The Key, which is the Go-Ahead / Govia scheme, is like the Stagecoach card – they don’t seem to have your photo on it at all, which is a good thing. But it’s also a bad thing, as they don’t share branding so again, someone could look at the card and go, straight away, “invalid” in their head despite one having a valid ticket for the journey…
Conclusion
The general conclusion that you can take from this is that while ITSO is a fantastic idea in principle – it has technical limitations that make it hard to use on the railway to meet our ticket specifications and branding problems which will cause a problem across the country on all modes of transport.

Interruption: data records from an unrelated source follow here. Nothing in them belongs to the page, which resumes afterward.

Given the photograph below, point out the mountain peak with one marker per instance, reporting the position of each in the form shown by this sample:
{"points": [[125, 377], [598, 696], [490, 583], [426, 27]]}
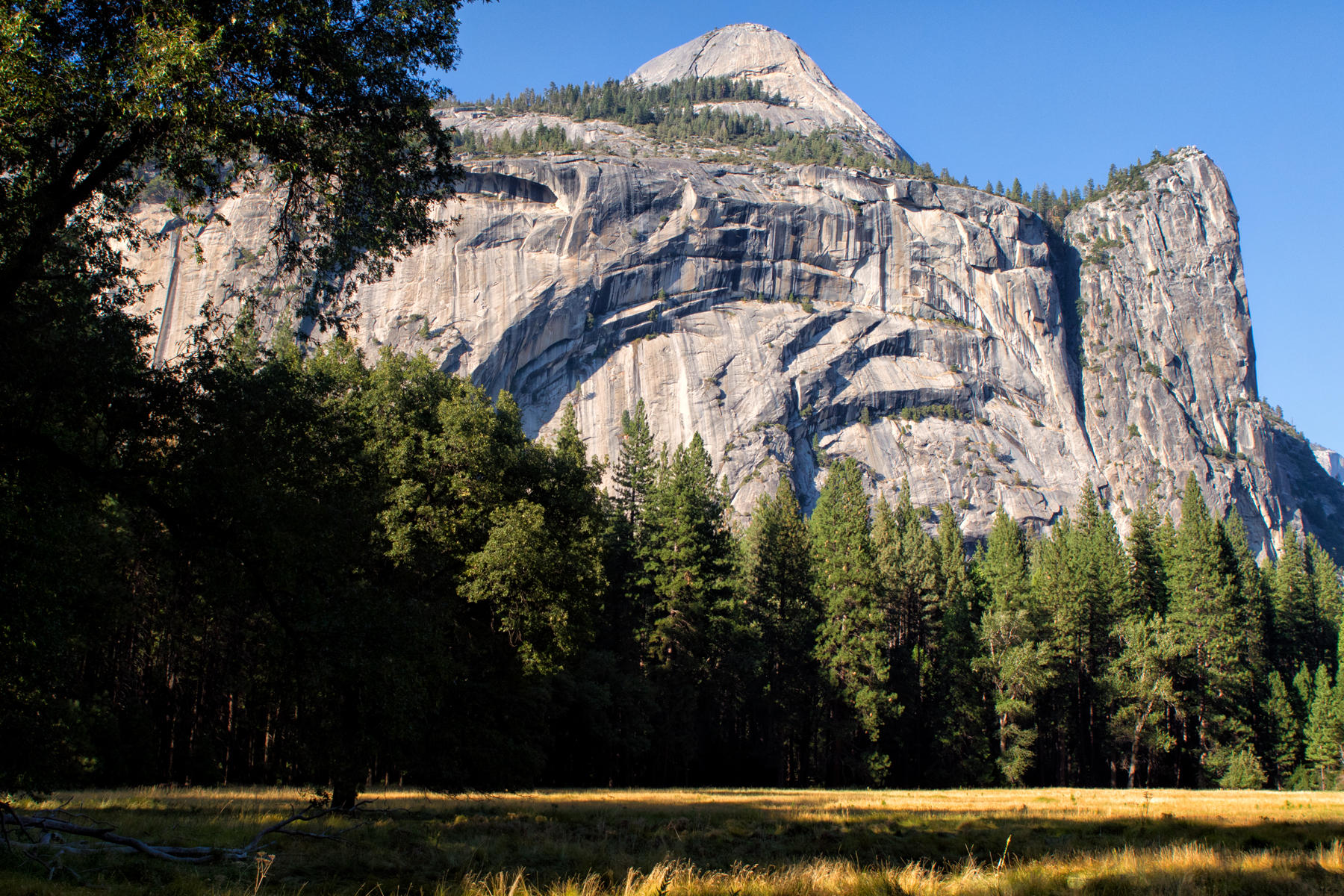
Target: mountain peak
{"points": [[759, 53]]}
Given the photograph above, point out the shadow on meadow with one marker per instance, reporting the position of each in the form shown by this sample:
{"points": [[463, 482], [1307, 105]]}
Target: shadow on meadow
{"points": [[591, 844]]}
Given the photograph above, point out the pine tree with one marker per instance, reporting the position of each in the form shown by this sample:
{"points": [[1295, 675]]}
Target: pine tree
{"points": [[783, 603], [1055, 591], [1330, 603], [1142, 680], [1219, 694], [695, 629], [960, 735], [1147, 575], [1014, 662], [1295, 608], [1285, 736], [851, 637], [635, 467], [1323, 735]]}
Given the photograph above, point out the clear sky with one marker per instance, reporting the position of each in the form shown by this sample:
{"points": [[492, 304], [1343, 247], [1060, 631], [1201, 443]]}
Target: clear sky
{"points": [[1048, 92]]}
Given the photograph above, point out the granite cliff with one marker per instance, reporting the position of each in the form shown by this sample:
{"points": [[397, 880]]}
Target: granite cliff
{"points": [[791, 314]]}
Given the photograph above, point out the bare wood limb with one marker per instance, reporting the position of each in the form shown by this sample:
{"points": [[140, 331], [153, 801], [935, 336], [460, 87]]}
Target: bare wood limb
{"points": [[46, 832]]}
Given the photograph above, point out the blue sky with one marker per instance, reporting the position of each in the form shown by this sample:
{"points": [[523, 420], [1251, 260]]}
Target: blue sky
{"points": [[1048, 92]]}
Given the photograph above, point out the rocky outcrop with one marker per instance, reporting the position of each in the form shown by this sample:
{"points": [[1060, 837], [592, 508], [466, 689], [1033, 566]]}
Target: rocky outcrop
{"points": [[942, 336], [1330, 461], [764, 54]]}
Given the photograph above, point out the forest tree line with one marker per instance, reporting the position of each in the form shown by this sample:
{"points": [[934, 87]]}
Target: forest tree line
{"points": [[340, 574]]}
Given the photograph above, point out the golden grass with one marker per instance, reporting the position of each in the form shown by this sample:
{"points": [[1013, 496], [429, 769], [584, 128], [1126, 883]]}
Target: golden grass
{"points": [[741, 842]]}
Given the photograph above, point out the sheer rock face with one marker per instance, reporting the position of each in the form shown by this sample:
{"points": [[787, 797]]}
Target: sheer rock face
{"points": [[789, 314], [1331, 461], [797, 314], [762, 54]]}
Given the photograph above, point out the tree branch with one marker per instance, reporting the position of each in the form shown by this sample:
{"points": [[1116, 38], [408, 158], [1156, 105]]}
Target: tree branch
{"points": [[33, 833]]}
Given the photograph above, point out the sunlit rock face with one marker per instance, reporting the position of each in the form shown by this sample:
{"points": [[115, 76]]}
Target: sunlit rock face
{"points": [[792, 314], [762, 54]]}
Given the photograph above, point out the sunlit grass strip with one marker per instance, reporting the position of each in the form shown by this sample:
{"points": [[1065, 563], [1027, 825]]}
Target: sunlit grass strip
{"points": [[803, 805], [1175, 869]]}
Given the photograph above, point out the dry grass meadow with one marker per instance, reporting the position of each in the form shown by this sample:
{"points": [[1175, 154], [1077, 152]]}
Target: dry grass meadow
{"points": [[712, 842]]}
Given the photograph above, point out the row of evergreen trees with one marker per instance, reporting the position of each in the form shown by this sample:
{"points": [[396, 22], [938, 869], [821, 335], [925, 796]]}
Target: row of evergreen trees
{"points": [[668, 113], [309, 570], [856, 648]]}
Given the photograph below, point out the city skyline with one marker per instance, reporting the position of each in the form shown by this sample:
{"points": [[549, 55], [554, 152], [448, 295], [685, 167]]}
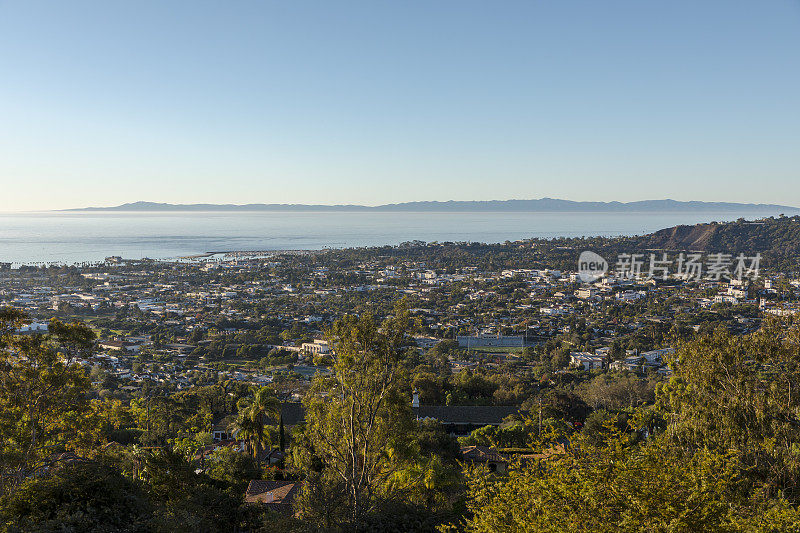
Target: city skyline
{"points": [[366, 103]]}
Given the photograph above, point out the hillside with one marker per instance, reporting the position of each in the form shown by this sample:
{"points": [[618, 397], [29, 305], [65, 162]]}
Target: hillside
{"points": [[777, 239]]}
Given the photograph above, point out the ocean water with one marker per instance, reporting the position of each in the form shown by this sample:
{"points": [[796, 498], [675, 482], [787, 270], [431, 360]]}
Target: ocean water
{"points": [[75, 236]]}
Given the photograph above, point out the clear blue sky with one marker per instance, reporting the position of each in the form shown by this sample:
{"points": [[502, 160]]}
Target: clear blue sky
{"points": [[372, 102]]}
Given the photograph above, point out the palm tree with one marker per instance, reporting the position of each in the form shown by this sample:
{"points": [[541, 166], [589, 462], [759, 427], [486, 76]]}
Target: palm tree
{"points": [[253, 420]]}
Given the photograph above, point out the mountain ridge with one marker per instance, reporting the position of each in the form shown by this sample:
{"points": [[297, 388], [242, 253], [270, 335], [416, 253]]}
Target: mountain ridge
{"points": [[540, 205]]}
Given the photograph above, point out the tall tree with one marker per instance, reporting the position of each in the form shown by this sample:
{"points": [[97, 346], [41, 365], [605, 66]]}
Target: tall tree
{"points": [[358, 419], [44, 406]]}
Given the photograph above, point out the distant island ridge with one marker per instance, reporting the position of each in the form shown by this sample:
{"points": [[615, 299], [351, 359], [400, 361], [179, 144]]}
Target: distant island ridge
{"points": [[540, 205]]}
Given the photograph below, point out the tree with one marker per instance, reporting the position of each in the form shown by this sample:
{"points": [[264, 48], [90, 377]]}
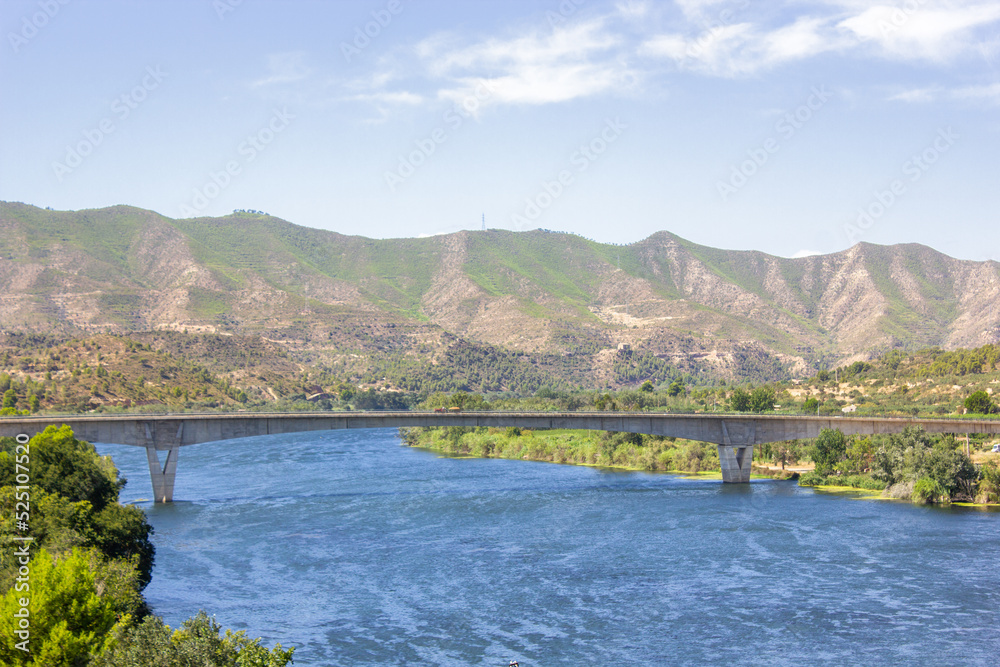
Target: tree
{"points": [[70, 620], [786, 452], [828, 449], [739, 400], [62, 464], [762, 399], [978, 403], [197, 642]]}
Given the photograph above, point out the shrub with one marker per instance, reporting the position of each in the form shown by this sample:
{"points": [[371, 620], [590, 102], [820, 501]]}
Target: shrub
{"points": [[812, 478], [927, 490]]}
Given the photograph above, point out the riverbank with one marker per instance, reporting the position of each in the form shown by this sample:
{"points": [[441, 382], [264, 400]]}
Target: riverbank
{"points": [[626, 451]]}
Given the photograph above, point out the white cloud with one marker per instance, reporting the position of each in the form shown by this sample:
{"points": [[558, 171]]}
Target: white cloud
{"points": [[283, 68], [918, 32], [565, 63], [986, 92], [742, 48], [990, 92]]}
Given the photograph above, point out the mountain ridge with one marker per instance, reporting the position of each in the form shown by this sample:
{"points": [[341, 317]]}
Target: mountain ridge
{"points": [[125, 269]]}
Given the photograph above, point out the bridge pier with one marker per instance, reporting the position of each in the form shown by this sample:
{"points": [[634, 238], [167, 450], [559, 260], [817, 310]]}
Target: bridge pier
{"points": [[735, 463], [162, 476], [736, 452]]}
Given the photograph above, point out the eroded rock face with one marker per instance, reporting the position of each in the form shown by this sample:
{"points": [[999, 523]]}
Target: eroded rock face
{"points": [[124, 269]]}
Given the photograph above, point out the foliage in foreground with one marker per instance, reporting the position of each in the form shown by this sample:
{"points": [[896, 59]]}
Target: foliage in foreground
{"points": [[197, 642], [90, 559]]}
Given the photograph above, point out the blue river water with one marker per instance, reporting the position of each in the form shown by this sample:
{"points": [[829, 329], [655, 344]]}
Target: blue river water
{"points": [[360, 551]]}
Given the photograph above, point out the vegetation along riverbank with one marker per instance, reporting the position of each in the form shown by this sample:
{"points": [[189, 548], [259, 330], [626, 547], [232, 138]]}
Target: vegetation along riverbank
{"points": [[73, 565]]}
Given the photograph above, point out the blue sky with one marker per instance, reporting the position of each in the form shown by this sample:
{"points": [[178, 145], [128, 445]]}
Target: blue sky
{"points": [[788, 127]]}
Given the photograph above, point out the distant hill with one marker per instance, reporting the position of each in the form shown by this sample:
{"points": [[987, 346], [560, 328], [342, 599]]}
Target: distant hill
{"points": [[552, 304]]}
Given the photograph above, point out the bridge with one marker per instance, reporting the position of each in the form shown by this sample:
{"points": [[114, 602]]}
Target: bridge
{"points": [[734, 434]]}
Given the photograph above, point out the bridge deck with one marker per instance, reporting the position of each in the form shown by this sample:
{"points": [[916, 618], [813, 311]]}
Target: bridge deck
{"points": [[735, 434]]}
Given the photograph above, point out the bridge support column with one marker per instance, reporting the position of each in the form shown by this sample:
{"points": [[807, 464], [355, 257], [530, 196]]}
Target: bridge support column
{"points": [[735, 463], [736, 452], [163, 475]]}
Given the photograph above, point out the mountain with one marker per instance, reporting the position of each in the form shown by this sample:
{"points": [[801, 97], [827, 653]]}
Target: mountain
{"points": [[585, 311]]}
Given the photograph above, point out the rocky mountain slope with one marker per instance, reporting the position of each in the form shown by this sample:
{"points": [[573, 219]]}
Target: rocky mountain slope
{"points": [[547, 295]]}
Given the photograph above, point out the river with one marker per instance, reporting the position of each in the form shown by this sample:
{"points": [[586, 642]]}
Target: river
{"points": [[360, 551]]}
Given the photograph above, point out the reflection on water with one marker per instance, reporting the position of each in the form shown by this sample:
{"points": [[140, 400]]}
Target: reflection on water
{"points": [[359, 551]]}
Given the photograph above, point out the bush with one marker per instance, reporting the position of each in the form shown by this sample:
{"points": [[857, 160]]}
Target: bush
{"points": [[863, 482], [812, 478], [927, 490]]}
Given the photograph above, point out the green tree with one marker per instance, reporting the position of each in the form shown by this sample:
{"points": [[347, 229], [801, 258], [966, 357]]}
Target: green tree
{"points": [[762, 399], [70, 619], [739, 400], [62, 464], [978, 403], [828, 449], [197, 642]]}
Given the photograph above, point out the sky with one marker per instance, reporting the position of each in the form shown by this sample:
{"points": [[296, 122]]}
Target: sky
{"points": [[791, 127]]}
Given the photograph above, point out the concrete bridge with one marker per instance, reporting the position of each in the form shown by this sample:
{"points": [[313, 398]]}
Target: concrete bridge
{"points": [[735, 434]]}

Nice post, is the absence of break of journey a limitation of of ITSO or just SWT’s implementation? The ability to use my season ticket between any stations which are on permitted routes between the origin and destination stations on my season ticket is a huge benefit of having a season ticket and encourages leisure use of the trains by commuters. Is the season ticket the only type of ticket you have used your card for? Have you tried getting other operator’s products loaded onto it?
The absence of break of journey is a technical issue with the specification as currently implemented but will be resolved in future specs. I know SWT are working on this.
There is no ultimate issue of people being unable to use their tickets between the stations that the ticket is purchased for, it is simply that the system doesn’t support it and that you have to be let through gatelines, etc, manually. Where a station is ungated, this is not a problem.
I have, in the past, tried an Off Peak Day Return between Brockenhurst and Lymington Pier, discounted with my Gold Card discount as well as another with a 16-25 railcard discount and these work fine.
As I understand it the journey is stored on your card for your season ticket. Is there any way for a reader to know this also corresponds to a rail card? My thinking is: at the minute of you have a paper ticket discounted with a railcard and you put it through ticket barriers there is no way for it to check you actually have the railcard. Assuming it is stored on your smartcard with the journey then the gate could check this was present or for that matter the ticket machine could refuse to sell it without reading a railcard (in the same way ticket offices will ask to see one before issuing the ticket). The barriers checking may be problematic for situations when multiple tickets are discounted by the same RC or for groupsave tickets unless you go through the barrier consecutively.
The best way of thinking about it is considering it as a paper ticket, just held electronically. The railcard used is still paper, at the end of the day, and I’m not aware of any plans to put railcard products on smartcards so there would be no way of verifying it. Groupsave tickets aren’t suitable for electronic media and I think if there are multiple tickets it can pick it uses ‘best option’ (but I’d need to check that…!).
My local bus company is a Go Ahead company (I won’t say which as it wasn’t entirely official…!!!) who have ITSO capable machines, as they read concessionary passes. The intention for buses is to use it in either way, around here we only have single/return or passes – so I think the plan is stored credit AND passes. The stored credit can pay for an electronic pass, or a paper single/return. No point holding a single/return ticket on a smartcard that I can see, really, due to the fare stage system.